Dastan is played by Jake Gyllenhaal who spent seven months getting into peak physical shape for the role. Gemma Arterton was snapped up to become the fiesty princess, Tamina and Ben Kingsley is acting as the villainous nobleman, Nizam. The film draws its influence not just from The Sands of Time but other Prince of Persia games too and it tells the tale of street urchin, Dastan, whose life is turned around following an impressive battle which catches the eye of the king. Dastan is adopted and groomed to become the next king and, together with Tamina, he sets out to rescue the mythical ‘Sands of Time’ from Nizam.

“It's going to be a big, family friendly, spectacular summer movie,” says Mechner, who wrote the initial script which, as it often the case, has gone through some revisions since. “Those who have played the game will spot the differences. The dagger doesn't have the same kind of power as in the game where is can be used to undo mistakes. I had to limit that because if Dastan was able to just go back in time and make amends, it would remove any tension in many situations. There isn't the same emphasis on monsters either – it's not a film all about fighting.”
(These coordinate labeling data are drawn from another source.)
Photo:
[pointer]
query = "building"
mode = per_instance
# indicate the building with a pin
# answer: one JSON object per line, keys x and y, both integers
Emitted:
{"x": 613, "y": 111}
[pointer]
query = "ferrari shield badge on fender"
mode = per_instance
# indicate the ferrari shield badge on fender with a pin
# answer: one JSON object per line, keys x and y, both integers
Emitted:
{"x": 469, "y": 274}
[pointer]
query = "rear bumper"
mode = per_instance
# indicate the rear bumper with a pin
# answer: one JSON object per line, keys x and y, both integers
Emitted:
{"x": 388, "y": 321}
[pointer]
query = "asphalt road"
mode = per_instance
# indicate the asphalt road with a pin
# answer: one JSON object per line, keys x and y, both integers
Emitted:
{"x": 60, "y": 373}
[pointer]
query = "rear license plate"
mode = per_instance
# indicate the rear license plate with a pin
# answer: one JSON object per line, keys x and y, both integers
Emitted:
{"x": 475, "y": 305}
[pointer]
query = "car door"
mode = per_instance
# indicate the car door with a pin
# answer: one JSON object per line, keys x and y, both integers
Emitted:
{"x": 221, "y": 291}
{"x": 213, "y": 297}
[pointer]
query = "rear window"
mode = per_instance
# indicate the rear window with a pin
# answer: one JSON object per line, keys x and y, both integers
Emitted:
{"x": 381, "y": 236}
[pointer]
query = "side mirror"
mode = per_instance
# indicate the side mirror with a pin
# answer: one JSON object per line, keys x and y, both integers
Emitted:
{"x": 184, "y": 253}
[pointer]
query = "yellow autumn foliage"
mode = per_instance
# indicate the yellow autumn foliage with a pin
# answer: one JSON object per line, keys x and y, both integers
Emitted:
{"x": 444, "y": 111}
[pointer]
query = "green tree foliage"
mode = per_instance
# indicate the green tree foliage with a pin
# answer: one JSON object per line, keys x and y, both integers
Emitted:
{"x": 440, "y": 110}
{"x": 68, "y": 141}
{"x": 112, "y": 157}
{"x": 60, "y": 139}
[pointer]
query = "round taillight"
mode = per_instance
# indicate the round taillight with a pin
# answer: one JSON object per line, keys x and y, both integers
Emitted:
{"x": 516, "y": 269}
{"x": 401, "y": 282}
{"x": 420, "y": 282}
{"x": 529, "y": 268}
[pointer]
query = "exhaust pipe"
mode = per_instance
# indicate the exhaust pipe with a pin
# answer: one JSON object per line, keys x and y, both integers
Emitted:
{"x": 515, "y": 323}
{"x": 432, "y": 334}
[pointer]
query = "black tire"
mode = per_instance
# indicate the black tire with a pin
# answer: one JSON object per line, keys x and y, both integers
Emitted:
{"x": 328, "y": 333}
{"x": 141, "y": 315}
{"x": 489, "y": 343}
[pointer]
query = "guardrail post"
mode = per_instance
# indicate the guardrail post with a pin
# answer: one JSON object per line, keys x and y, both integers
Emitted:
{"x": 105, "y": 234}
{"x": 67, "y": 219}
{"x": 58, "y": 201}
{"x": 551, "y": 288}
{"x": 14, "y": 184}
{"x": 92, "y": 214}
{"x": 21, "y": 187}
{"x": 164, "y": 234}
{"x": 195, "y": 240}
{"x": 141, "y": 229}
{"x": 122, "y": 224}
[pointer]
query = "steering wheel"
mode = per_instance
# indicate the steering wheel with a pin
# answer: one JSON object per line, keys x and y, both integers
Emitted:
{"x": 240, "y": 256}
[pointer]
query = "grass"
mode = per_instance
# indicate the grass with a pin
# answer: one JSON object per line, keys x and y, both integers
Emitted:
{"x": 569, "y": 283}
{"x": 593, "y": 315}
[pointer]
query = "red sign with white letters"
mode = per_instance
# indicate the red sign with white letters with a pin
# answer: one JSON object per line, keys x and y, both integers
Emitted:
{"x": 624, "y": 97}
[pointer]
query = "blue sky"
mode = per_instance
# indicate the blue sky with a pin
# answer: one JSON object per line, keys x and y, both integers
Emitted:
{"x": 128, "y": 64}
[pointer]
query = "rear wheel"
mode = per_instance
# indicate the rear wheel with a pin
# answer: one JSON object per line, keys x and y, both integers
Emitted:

Now aged 45, Mechner is clearly loving the big time. He has forged a close friendship with the film's British director Mike Newell, the helmer behind Donnie Brasco and Four Weddings and a Funeral, among others. The pair are looking at other projects together, with Newell having admitted to being impressed with Mechner's meticulous attention to detail and enthusiasm for film.

“When I think back to how this all began, I feel a real sense of awe,” says Mechner. “I've been involved with Prince of Persia for half of my life and I never really believed it would have taken me this far. I make a living out of telling stories and I love it.”